Would it help if you used some sort of group membership?

For example, your SQL query would add all accounts to a domain group, or
remove accounts, as needed.  Then, you would just pull all members of
that group in one CFLDAP query.

I do something similar to this every morning.  My process determines who
is an active employee, faculty or student.

I have a SSIS job that pulls current employment information from our HR
system.  It then checks to see if each employee is a member of our
"Current Employees" domain group.  If it is not a member, it adds them.

Conversely, it also checks to see if any group members are no longer
employed.  If not, they are removed from the domain group.

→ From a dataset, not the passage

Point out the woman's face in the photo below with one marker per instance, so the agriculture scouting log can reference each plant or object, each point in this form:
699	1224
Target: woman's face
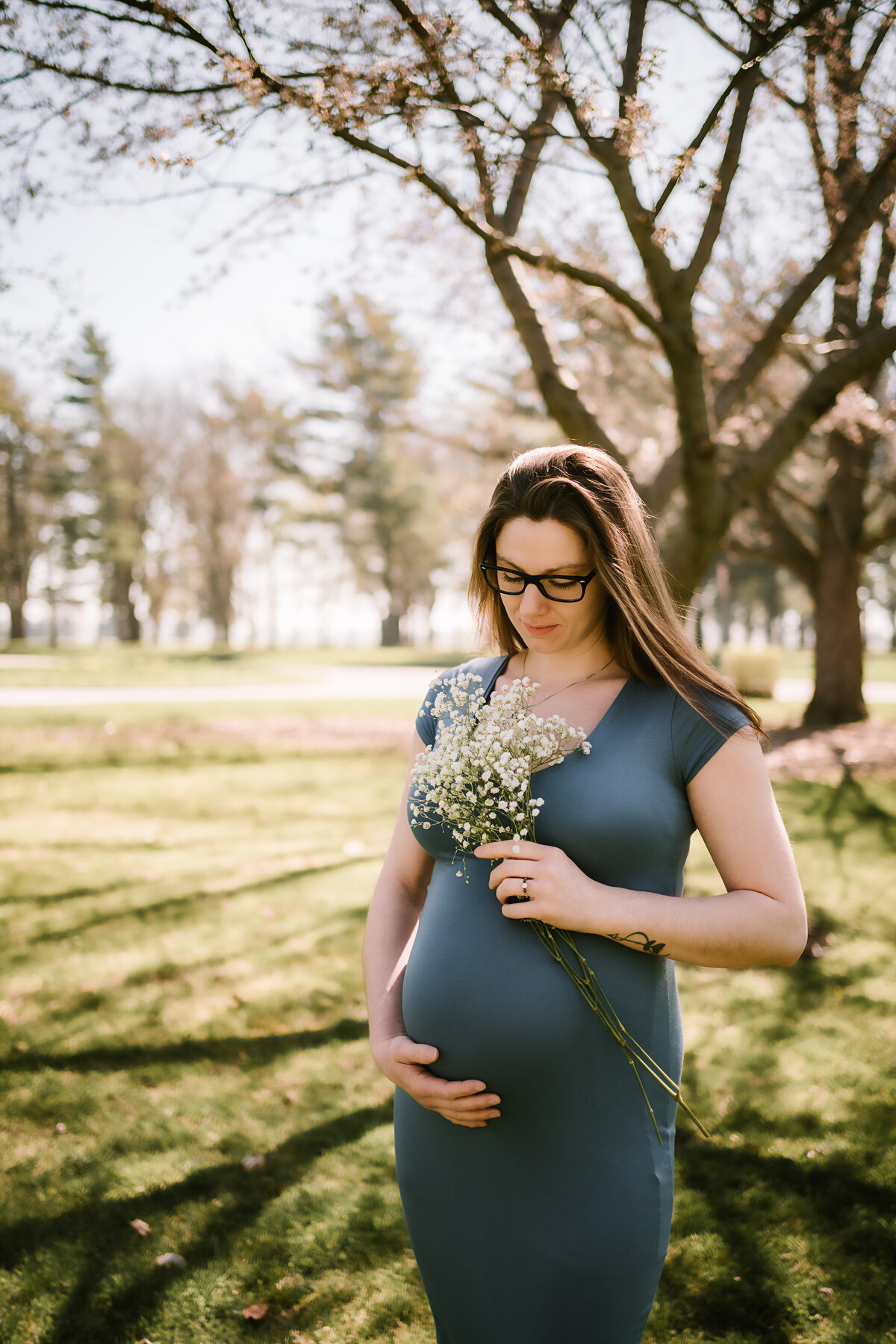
548	548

The result is the domain group is competely updated every morning.
Performance is high, because group membership does not change greatly on
a daily basis.  You may add/drop a member here and there, but the entire
group is usually not completely changed.

mike 

-----Original Message-----
From: Burns, John D [mailto:[EMAIL PROTECTED] 
Sent: Monday, November 03, 2008 9:31 AM
To: cf-talk
Subject: RE: LDAP Query Performance question

See, I'm doing the opposite. I'm getting a list of accounts from a SQL
database and trying to then perform a read query to get those user
accounts from AD. However, I can't find an elegant way to do that in 1
query so I'm looping over my results and doing individual queries to the
AD for each account. I'm definitely looking into this AD/SQL linking
which I had never heard of before. Thanks for the help!